02-22 activeware fabric

[Image above] Is there any athletic apparel that can keep me completely comfortable on a run in cold temperatures? Credit: Thomas Hawk; Flickr


On a recent chilly morning run in near-freezing temperatures, I faced a conundrum—how could I possibly dress to keep comfortable throughout my run?

Too few layers or too thin of fabrics, and I would be cold, especially early in the run when my body temperature is still getting up to temp. Too many layers or fabrics that don’t breathe enough, and I would get sweaty later in my workout, once my body starts to pump out the heat.

How could I possibly ensure comfort throughout the jogging journey?

Granted, this was a simple morning run, not an 135-mile journey in temperatures of –32ºF—but still, I was seeking relative comfort.

It’s a conundrum that all-weather athletes often face, simply because it’s a tough problem to solve. It is relatively easy to find performance athletic gear made from fabrics that are marketed with “cooling action” or “enhanced breathing,” designed to keep you cool when temperatures heat up.

For colder climates, there is ample gear made from fabrics designed to trap your body heat from escaping, with fancy marketing terms like “HeatGear” or “OmniHeat.”

For now, however, it is extremely difficult to find a fabric that can do both—but that may soon change. 

Researchers at the University of Maryland recently reported in Science that they have developed a carbon-nanotube-coated fabric that is the first of its kind to seamlessly transition between keeping you warm in the cold and cool in the heat. No battery packs, switches, or controls required to stay comfortable—the fabric automatically reacts to your body’s physiology.

Coated with carbon nanotubes (a conductive material), the fibers within this fabric harness electromagnetic interactions between the coatings to control how heat passes through the fabric—all automatically, depending on condition of the skin underneath.

This fabric developed by University of Maryland scientists is the first textile to automatically change properties to trap or release heat depending on conditions. Credit: Faye Levine, University of Maryland

“This is the first technology that allows us to dynamically gate [regulate] infrared radiation,” YuHuang Wang, University of Maryland professor of chemistry and biochemistry and one of the paper’s corresponding authors, says in a university press release.

The human body is constantly exchanging heat with its immediate environment, whether absorbing it on a bright sunny day or losing it amidst a chilling polar vortex. A large proportion of that heat transfer occurs via a form of electromagnetic radiation called infrared radiation. (Other modes of heat transfer are conduction, convection, and evaporation.)
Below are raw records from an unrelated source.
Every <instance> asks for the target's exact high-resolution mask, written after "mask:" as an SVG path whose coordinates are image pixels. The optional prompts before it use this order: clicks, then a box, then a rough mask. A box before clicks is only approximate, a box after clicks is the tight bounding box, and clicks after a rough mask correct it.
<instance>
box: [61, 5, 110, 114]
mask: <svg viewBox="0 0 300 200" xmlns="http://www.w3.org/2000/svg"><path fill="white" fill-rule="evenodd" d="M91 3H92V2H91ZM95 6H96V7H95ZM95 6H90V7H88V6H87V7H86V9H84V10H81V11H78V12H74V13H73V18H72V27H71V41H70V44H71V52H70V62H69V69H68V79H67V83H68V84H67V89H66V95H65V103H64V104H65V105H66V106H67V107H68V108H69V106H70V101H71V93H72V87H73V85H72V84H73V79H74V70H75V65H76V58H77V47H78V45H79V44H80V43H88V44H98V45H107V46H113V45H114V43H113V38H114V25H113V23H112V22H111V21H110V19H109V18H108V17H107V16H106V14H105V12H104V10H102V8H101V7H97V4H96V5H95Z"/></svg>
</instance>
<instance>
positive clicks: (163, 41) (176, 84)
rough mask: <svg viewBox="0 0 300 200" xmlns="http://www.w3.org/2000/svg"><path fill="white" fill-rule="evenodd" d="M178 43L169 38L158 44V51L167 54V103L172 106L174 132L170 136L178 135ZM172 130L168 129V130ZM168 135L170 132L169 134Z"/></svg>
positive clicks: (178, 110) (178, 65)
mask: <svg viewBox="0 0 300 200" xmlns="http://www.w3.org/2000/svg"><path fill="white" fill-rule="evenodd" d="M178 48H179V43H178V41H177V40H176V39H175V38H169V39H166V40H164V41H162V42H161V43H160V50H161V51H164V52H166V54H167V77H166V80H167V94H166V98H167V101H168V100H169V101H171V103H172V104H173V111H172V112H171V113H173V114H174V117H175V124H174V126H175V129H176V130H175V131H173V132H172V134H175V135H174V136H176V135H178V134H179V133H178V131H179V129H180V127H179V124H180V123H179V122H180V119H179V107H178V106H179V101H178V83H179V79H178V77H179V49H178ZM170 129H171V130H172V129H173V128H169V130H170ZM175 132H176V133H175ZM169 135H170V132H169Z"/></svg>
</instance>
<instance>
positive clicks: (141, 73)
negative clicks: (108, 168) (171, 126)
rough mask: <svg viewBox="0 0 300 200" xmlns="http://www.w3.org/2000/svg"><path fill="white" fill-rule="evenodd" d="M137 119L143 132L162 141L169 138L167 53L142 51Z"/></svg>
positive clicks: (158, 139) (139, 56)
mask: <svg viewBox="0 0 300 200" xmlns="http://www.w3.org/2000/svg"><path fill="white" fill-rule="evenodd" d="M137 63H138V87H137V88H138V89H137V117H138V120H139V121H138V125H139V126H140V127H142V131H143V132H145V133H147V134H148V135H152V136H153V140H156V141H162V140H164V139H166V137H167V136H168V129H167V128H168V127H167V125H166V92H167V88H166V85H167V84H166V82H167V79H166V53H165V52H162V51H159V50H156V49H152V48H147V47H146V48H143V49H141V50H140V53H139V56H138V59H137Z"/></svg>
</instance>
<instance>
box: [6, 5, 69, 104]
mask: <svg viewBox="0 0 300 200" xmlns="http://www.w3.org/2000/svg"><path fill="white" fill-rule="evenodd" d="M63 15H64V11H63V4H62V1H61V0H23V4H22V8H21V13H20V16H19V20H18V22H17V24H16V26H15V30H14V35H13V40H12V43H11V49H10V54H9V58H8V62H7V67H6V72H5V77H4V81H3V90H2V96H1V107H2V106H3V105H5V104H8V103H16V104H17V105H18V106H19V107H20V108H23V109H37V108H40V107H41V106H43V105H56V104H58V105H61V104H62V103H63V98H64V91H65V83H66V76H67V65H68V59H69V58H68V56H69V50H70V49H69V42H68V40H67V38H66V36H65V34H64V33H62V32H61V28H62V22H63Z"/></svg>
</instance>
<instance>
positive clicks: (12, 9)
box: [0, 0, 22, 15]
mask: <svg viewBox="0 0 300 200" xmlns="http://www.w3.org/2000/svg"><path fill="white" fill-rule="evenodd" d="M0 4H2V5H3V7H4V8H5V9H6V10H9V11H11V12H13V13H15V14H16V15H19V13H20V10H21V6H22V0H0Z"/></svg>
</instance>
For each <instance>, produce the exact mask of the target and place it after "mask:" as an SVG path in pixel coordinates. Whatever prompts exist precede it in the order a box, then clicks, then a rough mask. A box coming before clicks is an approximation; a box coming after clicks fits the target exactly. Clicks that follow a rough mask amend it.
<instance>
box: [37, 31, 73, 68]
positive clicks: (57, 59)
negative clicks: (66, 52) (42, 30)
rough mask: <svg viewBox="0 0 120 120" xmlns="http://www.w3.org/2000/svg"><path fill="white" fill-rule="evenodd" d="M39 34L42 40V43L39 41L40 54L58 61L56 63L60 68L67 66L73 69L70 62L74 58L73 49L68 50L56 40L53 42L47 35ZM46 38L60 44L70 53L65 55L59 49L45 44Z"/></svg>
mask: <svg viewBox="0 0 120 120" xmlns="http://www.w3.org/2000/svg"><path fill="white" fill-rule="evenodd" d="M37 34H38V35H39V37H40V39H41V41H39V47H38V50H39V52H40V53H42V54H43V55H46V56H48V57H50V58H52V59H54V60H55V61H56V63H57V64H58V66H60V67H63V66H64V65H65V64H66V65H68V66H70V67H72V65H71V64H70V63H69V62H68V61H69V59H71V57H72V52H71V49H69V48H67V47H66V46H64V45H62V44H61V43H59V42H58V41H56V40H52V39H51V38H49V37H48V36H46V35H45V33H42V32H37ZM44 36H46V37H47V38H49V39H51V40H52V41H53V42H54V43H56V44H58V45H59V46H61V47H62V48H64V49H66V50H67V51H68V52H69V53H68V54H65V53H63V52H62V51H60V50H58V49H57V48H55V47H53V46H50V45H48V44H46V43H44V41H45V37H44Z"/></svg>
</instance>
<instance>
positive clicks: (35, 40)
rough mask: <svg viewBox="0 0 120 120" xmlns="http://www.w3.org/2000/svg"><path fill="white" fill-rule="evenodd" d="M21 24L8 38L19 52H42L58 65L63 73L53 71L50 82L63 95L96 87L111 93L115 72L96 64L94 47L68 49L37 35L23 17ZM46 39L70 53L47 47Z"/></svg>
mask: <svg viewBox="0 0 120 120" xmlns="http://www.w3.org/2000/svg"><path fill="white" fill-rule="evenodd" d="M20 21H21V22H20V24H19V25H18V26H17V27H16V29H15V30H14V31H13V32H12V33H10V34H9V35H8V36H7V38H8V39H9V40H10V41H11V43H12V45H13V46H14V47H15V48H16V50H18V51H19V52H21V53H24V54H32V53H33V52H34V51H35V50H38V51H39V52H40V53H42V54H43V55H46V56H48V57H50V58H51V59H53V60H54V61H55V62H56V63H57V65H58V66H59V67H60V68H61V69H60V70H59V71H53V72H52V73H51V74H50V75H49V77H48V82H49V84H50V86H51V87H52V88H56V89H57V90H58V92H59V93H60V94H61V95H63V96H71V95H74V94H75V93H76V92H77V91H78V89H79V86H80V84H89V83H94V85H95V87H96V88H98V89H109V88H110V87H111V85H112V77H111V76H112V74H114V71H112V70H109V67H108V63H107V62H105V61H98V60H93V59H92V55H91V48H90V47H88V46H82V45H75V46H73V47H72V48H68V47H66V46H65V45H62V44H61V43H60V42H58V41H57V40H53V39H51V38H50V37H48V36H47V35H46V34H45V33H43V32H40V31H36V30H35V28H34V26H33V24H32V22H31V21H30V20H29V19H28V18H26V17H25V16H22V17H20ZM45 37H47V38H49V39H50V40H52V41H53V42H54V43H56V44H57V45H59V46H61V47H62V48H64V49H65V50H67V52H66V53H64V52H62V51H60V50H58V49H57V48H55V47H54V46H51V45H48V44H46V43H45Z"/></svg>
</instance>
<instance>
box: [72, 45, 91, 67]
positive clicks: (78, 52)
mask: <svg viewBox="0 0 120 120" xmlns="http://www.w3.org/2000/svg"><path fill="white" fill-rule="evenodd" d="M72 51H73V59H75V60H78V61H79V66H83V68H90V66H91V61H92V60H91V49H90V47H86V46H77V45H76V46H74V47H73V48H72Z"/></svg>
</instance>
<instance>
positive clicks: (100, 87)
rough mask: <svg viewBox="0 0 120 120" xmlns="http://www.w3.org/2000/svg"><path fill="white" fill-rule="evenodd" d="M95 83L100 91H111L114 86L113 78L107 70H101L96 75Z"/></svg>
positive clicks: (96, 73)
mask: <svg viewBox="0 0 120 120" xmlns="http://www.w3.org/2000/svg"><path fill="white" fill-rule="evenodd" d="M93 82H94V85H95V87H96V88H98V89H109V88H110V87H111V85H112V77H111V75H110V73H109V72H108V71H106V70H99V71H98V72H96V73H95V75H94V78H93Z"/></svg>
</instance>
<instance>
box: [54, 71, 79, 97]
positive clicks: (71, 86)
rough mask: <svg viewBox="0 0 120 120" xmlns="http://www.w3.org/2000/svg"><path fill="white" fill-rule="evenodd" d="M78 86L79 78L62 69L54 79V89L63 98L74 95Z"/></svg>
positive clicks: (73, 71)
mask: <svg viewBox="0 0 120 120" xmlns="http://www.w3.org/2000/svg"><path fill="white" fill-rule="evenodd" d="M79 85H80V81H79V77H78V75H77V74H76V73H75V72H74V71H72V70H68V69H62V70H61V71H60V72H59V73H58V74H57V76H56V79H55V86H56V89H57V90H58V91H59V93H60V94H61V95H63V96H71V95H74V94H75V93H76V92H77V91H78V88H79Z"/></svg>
Controlling the body’s exchange of infrared radiation is one go-to strategy for activewear—an industry that will reach a predicted global market value of almost $550 billion by 2024—whether preventing loss of body heat in colder conditions or enhancing its flow in warmer conditions.

Underneath the carbon nanotube-coating, the fabric developed by University of Maryland researchers consists of fibers containing two very different materials: triacetate and cellulose, fibers already used in the commercial textile industry.

Whereas triacetate is water-repelling (hydrophobic), cellulose is water-absorbing (hydrophilic)—making these fibers interestingly bimorphic.

The team coated triacetate-cellulose bimorph fibers with carbon nanotubes in “a process similar to solution dyeing,” the authors write in their paper. Then, they bundled these fibers into strands of yarn and wove the strands together into a fabric to test its performance.

Their results show that, because the fibers are bimorphic, humidity makes them twist and contract. So, when skin is warm and humid, the fibers compact together, opening up pores between strands of the fabric. Infrared radiation can then escape through those pores, causing a cooling effect. But that’s only part of the story—the compacted fibers also allow the carbon nanotubes to interact with one another, inducing resonant electromagnetic coupling that further permits heat exchange.

“You can think of this coupling effect like the bending of a radio antenna to change the wavelength or frequency it resonates with,” Wang says in the university press release. “It’s a very simplified way to think of it, but imagine bringing two antennae close together to regulate the kind of electromagnetic wave they pick up. When the fibers are brought closer together, the radiation they interact with changes. In clothing, that means the fabric interacts with the heat radiating from the human body.”

The video below, captured via a confocal fluorescent microscope, shows up-close fibers contracting in response to humidity. 

Credit: Informasi Konstruktif; YouTube

When conditions are cool and dry, however, the opposite happens—the fibers expand away from one other, changing the carbon nanotubes’ electromagnetic interactions and closing between-strand pores, preventing the body’s infrared radiation from escaping through the fabric.

These small, local changes between fibers permit the fabric to breathe by slightly opening or closing pores between strands without causing large-scale deformations within the fabric—allowing one piece of clothing to adapt to diverse environments during a workout.

Of course, these bidirectional fabrics aren’t quite yet available for your next workout. But, because the researchers used fiber materials and processing techniques already used in the commercial textile industry, they might be a real possibility for one of my future runs.

The paper, published in Science, is “Dynamic gating of infrared radiation in a textile” (doi: 10.1126/science.aau1217).